Keywords: Anaesthesia, dose fractionation, hypotension, spinal


How to cite this article:
Badheka JP, Oza VP, Vyas A, Baria D, Nehra P, Babu T. Comparison of fractionated dose versus bolus dose injection in spinal anaesthesia for patients undergoing elective caesarean section: A randomised, double-blind study. Indian J Anaesth 2017;61:55-60

How to cite this URL:
Badheka JP, Oza VP, Vyas A, Baria D, Nehra P, Babu T. Comparison of fractionated dose versus bolus dose injection in spinal anaesthesia for patients undergoing elective caesarean section: A randomised, double-blind study. Indian J Anaesth [serial online] 2017 [cited 2019 Feb 22];61:55-60. Available from: http://www.ijaweb.org/text.asp?2017/61/1/55/198390


   Introduction Top


Spinal anaesthesia (SA) with bupivacaine is routinely used to provide anaesthesia for both elective and emergency caesarean section. SA has a rapid onset but at the same time, it precipitates hypotension.

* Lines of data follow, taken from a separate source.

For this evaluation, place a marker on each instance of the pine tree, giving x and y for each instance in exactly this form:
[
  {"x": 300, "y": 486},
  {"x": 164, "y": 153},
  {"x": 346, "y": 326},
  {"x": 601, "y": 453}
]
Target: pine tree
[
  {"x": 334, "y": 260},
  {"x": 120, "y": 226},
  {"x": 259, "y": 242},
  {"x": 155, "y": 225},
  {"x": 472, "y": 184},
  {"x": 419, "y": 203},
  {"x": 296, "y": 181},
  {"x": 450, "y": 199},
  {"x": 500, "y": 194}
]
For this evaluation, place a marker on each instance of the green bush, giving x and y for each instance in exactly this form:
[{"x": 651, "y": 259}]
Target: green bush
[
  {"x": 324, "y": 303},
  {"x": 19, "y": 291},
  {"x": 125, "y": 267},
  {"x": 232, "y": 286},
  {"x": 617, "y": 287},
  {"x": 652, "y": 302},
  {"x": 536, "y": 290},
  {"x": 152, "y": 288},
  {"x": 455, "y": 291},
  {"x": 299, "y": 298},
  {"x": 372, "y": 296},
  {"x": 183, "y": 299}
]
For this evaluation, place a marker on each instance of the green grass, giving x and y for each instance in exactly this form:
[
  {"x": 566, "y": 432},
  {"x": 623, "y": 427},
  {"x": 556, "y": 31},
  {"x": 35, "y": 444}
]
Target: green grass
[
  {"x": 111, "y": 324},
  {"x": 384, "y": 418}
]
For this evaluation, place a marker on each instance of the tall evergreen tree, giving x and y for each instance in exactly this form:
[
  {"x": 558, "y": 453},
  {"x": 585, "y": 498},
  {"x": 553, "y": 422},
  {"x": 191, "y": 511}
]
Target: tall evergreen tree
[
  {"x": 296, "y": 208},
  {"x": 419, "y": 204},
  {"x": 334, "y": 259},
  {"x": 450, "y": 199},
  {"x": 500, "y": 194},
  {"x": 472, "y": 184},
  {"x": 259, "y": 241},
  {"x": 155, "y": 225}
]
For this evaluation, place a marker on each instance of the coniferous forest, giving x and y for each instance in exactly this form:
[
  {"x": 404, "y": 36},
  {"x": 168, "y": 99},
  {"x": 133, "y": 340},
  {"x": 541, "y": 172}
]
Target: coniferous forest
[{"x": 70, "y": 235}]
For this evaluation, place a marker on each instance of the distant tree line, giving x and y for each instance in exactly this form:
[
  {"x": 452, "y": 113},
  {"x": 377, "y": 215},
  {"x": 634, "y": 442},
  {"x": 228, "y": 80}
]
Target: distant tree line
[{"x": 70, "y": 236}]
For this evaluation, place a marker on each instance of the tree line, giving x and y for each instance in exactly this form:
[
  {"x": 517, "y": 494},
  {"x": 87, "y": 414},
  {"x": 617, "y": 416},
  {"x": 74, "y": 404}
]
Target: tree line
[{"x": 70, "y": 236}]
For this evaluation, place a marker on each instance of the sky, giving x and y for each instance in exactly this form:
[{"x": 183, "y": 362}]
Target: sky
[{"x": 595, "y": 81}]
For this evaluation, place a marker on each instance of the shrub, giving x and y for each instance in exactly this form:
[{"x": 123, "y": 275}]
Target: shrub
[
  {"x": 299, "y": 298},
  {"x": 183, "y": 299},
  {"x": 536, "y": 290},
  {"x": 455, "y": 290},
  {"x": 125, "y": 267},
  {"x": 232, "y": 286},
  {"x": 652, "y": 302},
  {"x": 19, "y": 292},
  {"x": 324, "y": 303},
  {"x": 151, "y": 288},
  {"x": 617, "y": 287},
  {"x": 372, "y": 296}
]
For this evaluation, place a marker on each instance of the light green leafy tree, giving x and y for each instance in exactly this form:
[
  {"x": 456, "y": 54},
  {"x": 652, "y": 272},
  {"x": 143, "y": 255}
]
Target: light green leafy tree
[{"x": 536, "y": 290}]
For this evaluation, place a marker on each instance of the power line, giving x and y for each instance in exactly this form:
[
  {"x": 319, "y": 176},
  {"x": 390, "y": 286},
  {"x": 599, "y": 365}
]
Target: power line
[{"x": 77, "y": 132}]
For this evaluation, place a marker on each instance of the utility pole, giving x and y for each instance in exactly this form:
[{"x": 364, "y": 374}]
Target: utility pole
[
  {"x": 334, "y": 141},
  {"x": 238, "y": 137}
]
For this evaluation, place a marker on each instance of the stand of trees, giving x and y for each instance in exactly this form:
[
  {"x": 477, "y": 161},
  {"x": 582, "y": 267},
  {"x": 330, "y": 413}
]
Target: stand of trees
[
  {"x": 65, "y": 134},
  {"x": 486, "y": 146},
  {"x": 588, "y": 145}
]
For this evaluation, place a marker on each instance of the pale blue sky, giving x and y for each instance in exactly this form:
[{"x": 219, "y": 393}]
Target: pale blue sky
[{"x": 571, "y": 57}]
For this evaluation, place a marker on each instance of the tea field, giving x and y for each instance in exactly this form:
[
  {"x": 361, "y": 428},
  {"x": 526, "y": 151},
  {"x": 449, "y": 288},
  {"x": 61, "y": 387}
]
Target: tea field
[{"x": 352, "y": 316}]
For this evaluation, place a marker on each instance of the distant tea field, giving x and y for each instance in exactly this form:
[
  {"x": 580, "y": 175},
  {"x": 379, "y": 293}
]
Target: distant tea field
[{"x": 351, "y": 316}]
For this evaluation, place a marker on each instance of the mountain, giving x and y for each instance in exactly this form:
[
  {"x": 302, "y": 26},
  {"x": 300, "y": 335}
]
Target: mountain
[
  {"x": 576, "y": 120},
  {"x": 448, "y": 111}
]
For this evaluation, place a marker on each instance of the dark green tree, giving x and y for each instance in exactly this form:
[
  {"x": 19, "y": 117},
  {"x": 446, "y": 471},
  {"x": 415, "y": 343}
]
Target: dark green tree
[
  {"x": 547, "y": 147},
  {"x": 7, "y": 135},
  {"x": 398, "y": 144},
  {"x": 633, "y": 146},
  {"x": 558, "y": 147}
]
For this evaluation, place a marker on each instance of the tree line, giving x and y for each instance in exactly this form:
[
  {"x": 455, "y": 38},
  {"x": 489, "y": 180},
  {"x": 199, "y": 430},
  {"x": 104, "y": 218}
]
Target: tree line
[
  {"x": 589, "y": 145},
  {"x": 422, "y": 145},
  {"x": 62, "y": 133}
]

Maternal hypotension may lead to decrease in utero placental perfusion resulting in foetal acid-base abnormalities.[1]

To prevent maternal hypotension, there are various measures such as administration of fluids either colloids or crystalloids before SA, administration of a prophylactic vasopressor and left uterine displacement. The incidence of hypotension is reported to be 92%–94% when no preventive measures are taken to reduce hypotension.[2],[3]

Dose of hyperbaric bupivacaine depends on factors such as weight, height, anatomy of spine and pregnancy for its intensity and duration of the spinal block. The study done by Danelli et al.[4] showed that the minimum effective dose of intrathecal bupivacaine providing effective spinal block in 95% of the women undergoing caesarean section to be 0.06 mg/cm height.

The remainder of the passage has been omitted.